One explanation for the relative ease in tracking book exchanges in late medieval England involves geography. Because some of the most important houses were within twenty miles of one another -- for example, Shaftesbury, Ramsey, Winchester, Wherwell, Amesbury, and Wilton (43) -- book exchange between women became easier to monitor. Books "widely owned" at the dissolution included Love's Mirror, Orchard of Syon, and the Chastising of God's Children.

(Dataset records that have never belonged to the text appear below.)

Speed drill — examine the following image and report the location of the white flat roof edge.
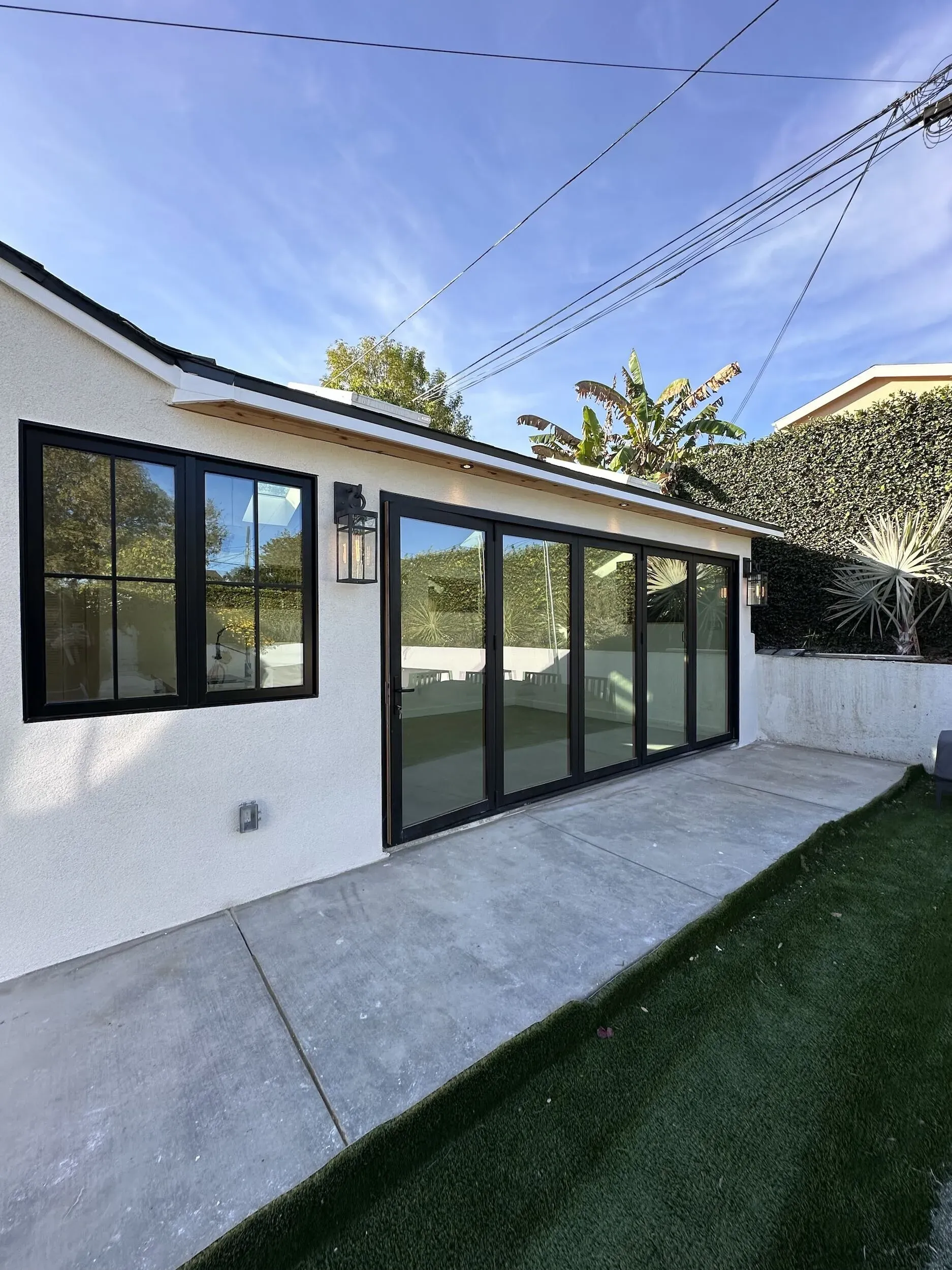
[773,362,952,431]
[169,375,783,538]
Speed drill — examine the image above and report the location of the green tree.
[517,350,744,490]
[321,335,472,437]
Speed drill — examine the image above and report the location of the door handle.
[391,683,417,719]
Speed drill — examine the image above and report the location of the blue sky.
[0,0,952,450]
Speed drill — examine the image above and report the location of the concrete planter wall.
[755,654,952,771]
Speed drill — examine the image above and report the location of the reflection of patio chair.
[585,675,614,706]
[522,671,562,688]
[407,671,453,688]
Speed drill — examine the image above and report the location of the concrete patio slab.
[530,769,842,897]
[0,916,341,1270]
[688,741,906,819]
[236,814,713,1139]
[0,744,903,1270]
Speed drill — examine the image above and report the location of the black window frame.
[19,419,318,723]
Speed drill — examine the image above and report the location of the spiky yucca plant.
[517,350,744,489]
[828,498,952,654]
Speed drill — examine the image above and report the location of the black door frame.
[379,490,740,847]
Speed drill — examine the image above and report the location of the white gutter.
[169,373,783,538]
[0,252,181,386]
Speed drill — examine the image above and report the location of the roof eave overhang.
[170,375,783,537]
[773,362,952,432]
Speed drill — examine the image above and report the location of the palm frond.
[628,348,647,396]
[827,498,952,652]
[684,362,740,411]
[575,380,631,414]
[655,380,690,405]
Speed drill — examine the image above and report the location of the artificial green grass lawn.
[184,775,952,1270]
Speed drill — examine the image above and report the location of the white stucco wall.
[0,283,758,980]
[754,655,952,771]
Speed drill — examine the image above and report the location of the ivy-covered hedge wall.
[673,388,952,657]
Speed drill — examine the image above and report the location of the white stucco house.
[773,362,952,432]
[0,246,778,979]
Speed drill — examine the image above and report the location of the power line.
[734,104,899,421]
[333,0,779,380]
[421,106,911,390]
[0,4,919,84]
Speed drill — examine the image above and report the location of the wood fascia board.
[170,389,783,538]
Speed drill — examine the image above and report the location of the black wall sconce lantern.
[744,556,767,609]
[334,482,377,582]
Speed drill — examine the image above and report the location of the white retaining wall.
[755,654,952,771]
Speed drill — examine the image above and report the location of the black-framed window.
[21,423,316,719]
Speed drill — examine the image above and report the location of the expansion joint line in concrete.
[530,815,721,899]
[227,908,349,1147]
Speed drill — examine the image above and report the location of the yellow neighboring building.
[774,362,952,431]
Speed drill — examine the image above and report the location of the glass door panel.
[395,517,486,827]
[694,561,730,741]
[581,546,634,772]
[502,533,571,794]
[645,555,688,754]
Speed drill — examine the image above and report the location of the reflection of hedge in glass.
[206,587,255,648]
[400,548,485,648]
[502,543,568,648]
[258,588,303,648]
[585,548,634,650]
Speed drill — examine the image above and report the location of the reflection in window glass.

Erler's careful research and documentation allow her to offer equally careful, limited, and circumscribed conclusions about women's literacy and power in late medieval England, a topic she has pursued in an earlier coedited collection of essays about medieval Europe, Women and Power in the Middle Ages (1988). Underlying the foundation of her scholarship throughout both books is a reiterated truth about women who read, write, and own books: they attain significant power, often by virtue of an ecclesiastical vow or profession that demands chastity, and they influence those -- both men and women -- in the communities which they inhabit. While it is true the widows, nuns, abbesses, and vowesses whose book ownerships and dedications she traces here belonged either to gentry or to aristocracy and were essentially part of a traditional church, in several of these cases they were part of an intellectual community with connections to the religious resistance associated with church reform and even Lollardy and other forms of dissident acts. Or, as Erler puts it so elegantly, the accounts "reveal the presence of women as intellectual participants in the tense debates just before the break with Rome" (100). Indeed, the very memory of these women has been preserved in large part because of their book ownership or connection and testifies to a continuing legacy of women's history that has now -- thanks to this valuable book -- become part of our understanding of medieval history in general. Her genius here is to make manifest the facts that lie hidden within the lines of the book dedications, donations, and ownerships and thereby recover women's lives and histories. As Erler points out, the door is opened for further study of codicology and other facets of material culture to determine how what might have seemed only a private reading practice by women has indeed become part of a public record that will yield further insights into the history of women.